10gen Increases Corporate Appeal of MongoDB

Mike Vizard

As an open source NoSQL database based on a document metaphor, MongoDB has been gaining traction in the enterprise because it provides more structure for building certain classes of applications than a basic file system without introducing the complexity and cost associated with a SQL database.

The challenge, of course, is that MongoDB introduces yet another platform that many IT organizations are not overly excited about having to manage. As the leading distributor of the open source MongoDB database, 10gen has been working to make MongoDB a more palatable option in the enterprise by improving manageability and integration with the leading platforms in the enterprise.

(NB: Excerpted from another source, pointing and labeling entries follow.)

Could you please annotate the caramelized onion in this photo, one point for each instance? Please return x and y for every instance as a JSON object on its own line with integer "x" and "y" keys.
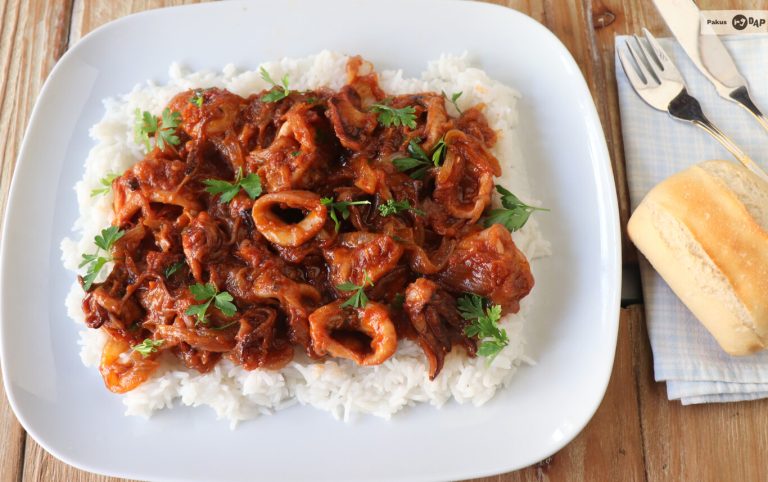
{"x": 284, "y": 233}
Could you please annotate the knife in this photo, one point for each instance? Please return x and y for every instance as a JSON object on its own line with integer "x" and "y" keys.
{"x": 708, "y": 53}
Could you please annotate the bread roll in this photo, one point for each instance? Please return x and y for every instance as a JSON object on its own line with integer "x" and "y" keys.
{"x": 704, "y": 231}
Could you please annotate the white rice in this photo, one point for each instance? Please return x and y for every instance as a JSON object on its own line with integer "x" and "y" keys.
{"x": 338, "y": 386}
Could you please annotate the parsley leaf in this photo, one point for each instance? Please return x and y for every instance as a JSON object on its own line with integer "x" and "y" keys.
{"x": 341, "y": 206}
{"x": 209, "y": 294}
{"x": 438, "y": 153}
{"x": 105, "y": 181}
{"x": 358, "y": 298}
{"x": 419, "y": 159}
{"x": 147, "y": 346}
{"x": 278, "y": 92}
{"x": 454, "y": 97}
{"x": 147, "y": 125}
{"x": 170, "y": 270}
{"x": 167, "y": 134}
{"x": 144, "y": 126}
{"x": 198, "y": 98}
{"x": 251, "y": 184}
{"x": 389, "y": 116}
{"x": 103, "y": 241}
{"x": 514, "y": 213}
{"x": 394, "y": 207}
{"x": 484, "y": 324}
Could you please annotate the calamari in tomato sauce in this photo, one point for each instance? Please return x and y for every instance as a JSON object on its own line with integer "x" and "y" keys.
{"x": 344, "y": 251}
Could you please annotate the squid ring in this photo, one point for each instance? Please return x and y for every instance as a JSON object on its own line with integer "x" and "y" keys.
{"x": 283, "y": 233}
{"x": 365, "y": 335}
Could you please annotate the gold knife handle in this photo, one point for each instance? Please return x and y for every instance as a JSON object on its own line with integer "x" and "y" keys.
{"x": 741, "y": 96}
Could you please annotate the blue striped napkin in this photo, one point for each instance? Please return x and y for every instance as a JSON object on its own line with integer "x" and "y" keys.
{"x": 656, "y": 146}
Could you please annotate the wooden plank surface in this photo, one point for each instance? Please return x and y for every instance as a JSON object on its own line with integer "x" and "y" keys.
{"x": 636, "y": 434}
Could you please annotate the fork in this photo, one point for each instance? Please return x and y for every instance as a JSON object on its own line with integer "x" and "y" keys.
{"x": 658, "y": 82}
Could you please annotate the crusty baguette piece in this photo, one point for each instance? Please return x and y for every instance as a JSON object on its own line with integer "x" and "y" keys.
{"x": 705, "y": 230}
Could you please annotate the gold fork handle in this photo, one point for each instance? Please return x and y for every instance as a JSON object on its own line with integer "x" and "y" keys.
{"x": 726, "y": 141}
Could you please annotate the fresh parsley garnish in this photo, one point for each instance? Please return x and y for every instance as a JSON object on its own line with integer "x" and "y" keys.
{"x": 106, "y": 182}
{"x": 147, "y": 346}
{"x": 394, "y": 207}
{"x": 358, "y": 298}
{"x": 147, "y": 125}
{"x": 484, "y": 324}
{"x": 251, "y": 184}
{"x": 198, "y": 98}
{"x": 438, "y": 153}
{"x": 454, "y": 97}
{"x": 167, "y": 134}
{"x": 389, "y": 116}
{"x": 340, "y": 206}
{"x": 419, "y": 160}
{"x": 278, "y": 92}
{"x": 207, "y": 293}
{"x": 103, "y": 241}
{"x": 514, "y": 213}
{"x": 170, "y": 270}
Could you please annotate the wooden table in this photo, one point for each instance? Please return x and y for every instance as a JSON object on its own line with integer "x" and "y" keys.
{"x": 636, "y": 434}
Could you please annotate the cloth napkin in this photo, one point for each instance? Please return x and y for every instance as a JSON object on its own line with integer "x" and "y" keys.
{"x": 656, "y": 146}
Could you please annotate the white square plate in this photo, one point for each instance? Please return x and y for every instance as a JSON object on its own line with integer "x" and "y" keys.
{"x": 572, "y": 328}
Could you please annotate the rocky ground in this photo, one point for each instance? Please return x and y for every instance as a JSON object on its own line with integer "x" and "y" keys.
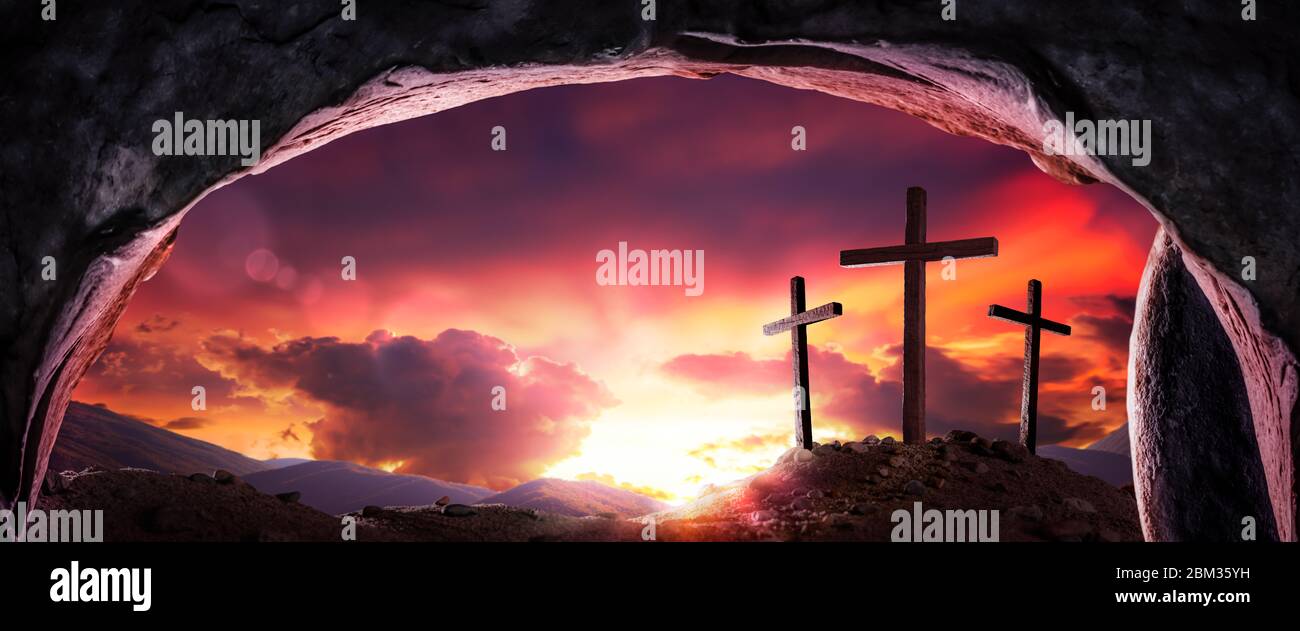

As part of that effort, 10gen this week announced tighter integration with Red Hat in the form of support for the identity management features that are embedded with Red Hat Enterprise Linux. That announcement comes on the heels of the announcement of a partnership with Rackspace through which MongoDB can be deployed at scale. And prior to that, 10gen announced a partnership with IBM under which IBM agreed to collaborate on mobile computing applications by standardizing on the application programming interfaces (APIs) with WebSphere and DB2  involving the use of BSON,  a binary implementation of JavaScript Object Notation (JSON); the MongoDB wire protocol; and the MongoDB query language.

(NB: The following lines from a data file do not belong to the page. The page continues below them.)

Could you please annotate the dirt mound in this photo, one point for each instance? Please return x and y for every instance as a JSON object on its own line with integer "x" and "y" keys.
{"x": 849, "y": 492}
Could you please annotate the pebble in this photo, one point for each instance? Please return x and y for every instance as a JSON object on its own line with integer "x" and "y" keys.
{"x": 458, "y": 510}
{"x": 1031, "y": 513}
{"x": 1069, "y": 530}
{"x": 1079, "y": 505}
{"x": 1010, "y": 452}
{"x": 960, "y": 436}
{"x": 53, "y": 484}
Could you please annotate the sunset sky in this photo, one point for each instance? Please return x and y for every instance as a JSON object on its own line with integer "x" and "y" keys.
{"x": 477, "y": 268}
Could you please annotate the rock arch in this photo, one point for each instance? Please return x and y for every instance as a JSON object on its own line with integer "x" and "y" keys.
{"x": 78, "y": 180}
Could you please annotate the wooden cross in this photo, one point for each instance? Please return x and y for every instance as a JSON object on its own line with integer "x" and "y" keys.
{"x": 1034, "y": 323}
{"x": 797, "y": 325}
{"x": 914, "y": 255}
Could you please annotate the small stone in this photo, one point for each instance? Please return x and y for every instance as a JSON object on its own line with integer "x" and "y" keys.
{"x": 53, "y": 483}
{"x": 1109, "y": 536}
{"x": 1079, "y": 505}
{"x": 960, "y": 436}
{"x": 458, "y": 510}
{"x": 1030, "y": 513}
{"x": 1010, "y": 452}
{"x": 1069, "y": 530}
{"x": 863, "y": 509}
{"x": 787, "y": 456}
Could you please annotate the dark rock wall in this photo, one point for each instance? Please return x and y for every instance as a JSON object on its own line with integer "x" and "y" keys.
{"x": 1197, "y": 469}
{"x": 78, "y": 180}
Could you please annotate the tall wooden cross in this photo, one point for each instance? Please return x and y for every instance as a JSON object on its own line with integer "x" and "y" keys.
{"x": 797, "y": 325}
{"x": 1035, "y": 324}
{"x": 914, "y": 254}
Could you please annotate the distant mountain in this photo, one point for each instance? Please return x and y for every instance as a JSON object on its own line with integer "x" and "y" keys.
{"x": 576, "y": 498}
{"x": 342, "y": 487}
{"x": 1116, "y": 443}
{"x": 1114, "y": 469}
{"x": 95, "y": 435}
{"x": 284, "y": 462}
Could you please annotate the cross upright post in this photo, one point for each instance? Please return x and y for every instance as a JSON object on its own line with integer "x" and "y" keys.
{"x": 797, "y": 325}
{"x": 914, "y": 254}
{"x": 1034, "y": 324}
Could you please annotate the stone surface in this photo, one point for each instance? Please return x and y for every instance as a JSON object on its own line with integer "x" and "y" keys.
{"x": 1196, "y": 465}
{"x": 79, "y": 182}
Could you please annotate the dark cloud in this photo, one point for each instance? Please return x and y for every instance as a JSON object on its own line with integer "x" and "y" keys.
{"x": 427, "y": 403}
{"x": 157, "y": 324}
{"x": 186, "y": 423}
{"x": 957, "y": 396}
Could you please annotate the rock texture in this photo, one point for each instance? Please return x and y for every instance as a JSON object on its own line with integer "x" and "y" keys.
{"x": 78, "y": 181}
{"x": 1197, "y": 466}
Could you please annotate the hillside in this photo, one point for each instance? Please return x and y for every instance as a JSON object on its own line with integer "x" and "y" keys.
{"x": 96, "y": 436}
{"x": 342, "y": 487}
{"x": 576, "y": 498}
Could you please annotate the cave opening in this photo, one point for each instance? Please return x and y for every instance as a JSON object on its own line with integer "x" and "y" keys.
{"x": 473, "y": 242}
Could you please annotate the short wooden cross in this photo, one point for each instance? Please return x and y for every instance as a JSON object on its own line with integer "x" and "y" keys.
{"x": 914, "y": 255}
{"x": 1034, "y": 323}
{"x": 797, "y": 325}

According to Kelly Stirman, director of product marketing for 10gen, those partnerships extend the number of relationships that 10gen has across the enterprise, adding to partnerships with Informatica and QliqView. In addition, Stirman notes that a lot of departments within organizations have already taken upon themselves to either deploy MongoDB on premise or on Rackspace, Amazon Web Services or Microsoft Azure cloud platforms.

MongoDB is designed to handle a range of business applications that are more difficult to build using a SQL database. For that reason, many developers have been championing the adoption of MongoDB within their organizations. Internal IT organizations, however, are often not excited about having to manage another platform. To mollify that objection, Stirman says 10gen is making a concerted effort to better integrate MongDB within the constructs of existing IT management platforms.

Obviously, there’s still a lot of work to be done in that regard. But the one thing that is for certain is that 10gen is making progress in the enterprise at a rate internal IT organizations will soon no longer be able to ignore.